To top it all, when the guard on duty, PO1 Dario Son Arias, refused to receive the copy of the said Joint-Inquest Report intended for the arresting officers, respondent prosecutor, flaunting his authority, said to the former that: 'Mo-firma ka ug sa dili, wala ka'y mahimo niini kay ako ni silang i-release" (Whether you sign this or not, there is nothing you can do because I will release them). Aside from that, PO1 Dario Son Arias was firm and straightforward in testifying during the clarificatory hearing that respondent prosecutor together with the Manguerras left the Headquarters, and he even saw respondent prosecutor gave a ride to the Manguerras (TSN, August 26, 1996, pp. 13, 16). It may not be amiss therefore to state that the Manguerras were released by respondent prosecutor even prior to the approval of his joint-inquest report by the City Prosecutor. Such actuations of respondent prosecutor constitute a clear case of gross and serious misconduct which cannot just simply be obliterated by the fact that the case against the Manguerras was finally dismissed. Rather, such conduct, being an example of the kind of gross and flaunting misconduct that undermines the integrity and impartiality of the prosecution service, deserves no other than the ultimate penalty of dismissal under section 22 (c), Rule IV of the Omnibus Rules Implementing Book V of Executive Order No. 292 (Administrative Code of 1987).
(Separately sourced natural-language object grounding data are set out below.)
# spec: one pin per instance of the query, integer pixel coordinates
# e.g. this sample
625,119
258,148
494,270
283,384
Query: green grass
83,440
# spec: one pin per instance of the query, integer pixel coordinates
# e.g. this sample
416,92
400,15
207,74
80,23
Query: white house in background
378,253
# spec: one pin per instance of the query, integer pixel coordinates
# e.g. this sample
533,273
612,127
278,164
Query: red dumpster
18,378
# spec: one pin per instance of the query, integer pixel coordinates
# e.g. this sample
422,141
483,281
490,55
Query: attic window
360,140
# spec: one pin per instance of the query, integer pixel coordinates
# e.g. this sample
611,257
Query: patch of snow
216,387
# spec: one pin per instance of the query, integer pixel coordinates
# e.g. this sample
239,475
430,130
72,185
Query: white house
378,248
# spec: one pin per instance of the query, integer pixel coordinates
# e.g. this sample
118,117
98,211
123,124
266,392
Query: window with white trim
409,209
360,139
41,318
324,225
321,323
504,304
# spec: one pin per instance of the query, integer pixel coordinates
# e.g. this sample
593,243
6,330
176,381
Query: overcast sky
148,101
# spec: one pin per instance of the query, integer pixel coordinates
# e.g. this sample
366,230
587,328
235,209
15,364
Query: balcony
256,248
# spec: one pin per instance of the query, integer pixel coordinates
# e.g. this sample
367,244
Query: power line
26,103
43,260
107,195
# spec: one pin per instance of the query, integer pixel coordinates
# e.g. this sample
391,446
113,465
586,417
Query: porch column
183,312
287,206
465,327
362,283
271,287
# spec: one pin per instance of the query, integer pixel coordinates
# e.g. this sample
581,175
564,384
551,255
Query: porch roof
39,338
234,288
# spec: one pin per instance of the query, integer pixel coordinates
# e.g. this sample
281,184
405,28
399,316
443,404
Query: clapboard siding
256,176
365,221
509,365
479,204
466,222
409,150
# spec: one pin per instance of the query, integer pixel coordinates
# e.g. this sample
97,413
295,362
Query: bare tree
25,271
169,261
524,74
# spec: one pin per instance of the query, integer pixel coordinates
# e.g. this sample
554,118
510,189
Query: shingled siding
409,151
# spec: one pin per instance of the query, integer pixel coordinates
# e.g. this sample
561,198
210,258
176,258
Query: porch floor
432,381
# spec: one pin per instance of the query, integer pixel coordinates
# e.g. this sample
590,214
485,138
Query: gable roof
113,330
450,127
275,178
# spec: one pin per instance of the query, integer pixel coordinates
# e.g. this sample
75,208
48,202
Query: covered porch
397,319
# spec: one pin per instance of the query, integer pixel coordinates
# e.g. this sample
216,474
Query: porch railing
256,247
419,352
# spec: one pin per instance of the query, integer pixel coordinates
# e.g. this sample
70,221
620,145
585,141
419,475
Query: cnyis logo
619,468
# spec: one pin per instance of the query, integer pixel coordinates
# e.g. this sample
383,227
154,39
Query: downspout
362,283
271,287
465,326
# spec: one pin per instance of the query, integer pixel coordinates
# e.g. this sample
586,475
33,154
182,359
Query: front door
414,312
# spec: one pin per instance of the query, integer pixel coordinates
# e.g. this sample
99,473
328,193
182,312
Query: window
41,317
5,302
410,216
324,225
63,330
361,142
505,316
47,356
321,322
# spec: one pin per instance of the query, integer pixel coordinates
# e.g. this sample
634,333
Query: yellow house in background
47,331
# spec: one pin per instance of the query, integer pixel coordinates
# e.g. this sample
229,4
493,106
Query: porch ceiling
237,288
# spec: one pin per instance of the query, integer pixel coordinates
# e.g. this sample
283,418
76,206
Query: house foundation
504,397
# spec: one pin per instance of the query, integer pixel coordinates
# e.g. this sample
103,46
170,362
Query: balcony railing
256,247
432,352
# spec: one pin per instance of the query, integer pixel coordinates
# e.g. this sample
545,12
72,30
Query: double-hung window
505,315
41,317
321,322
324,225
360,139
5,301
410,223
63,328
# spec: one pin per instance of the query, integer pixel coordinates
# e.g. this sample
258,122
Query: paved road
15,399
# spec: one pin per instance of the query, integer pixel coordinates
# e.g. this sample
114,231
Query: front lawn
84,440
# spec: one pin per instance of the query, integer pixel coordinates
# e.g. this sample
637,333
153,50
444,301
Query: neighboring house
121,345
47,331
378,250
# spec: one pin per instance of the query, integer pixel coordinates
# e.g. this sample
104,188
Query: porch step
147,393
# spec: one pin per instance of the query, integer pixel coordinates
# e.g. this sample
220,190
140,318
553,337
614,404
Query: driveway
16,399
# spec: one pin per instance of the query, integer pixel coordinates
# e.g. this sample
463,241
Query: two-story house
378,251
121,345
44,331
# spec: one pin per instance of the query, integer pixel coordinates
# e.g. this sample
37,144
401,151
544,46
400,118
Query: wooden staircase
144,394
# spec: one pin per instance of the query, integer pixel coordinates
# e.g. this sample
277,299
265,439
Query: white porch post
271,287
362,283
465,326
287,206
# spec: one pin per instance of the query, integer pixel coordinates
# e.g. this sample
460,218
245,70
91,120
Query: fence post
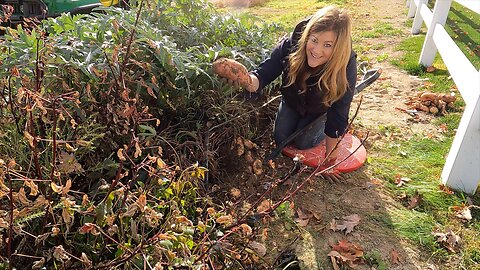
462,167
418,20
411,8
429,50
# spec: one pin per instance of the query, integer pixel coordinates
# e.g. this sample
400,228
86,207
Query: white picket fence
462,167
It bear stressing that as a public prosecutor, respondent prosecutor owes it to the people to help in the preservation and maintenance of the integrity of the administration of justice. He is therefore, expected to exhibit the highest sense of honesty, integrity, efficiency and competence in the performance of his official duty. Sad to say, under the circumstances, respondent prosecutor failed to live up to these highest ethical standards. By committing the questioned acts, respondent prosecutor undermined the integrity of the service and jeopardized the public's faith in the impartiality of the prosecution office. By his conduct, he even bolstered the public perception that when it comes to the prosecution of the rich and influential persons, there is a double standard of justice, i.e. one for the rich and the other for the poor. His actuations in the premises destroy the very image of the prosecution service and henceforth, shall not be countenanced by this Department."
I concur with the findings of the Secretary of Justice.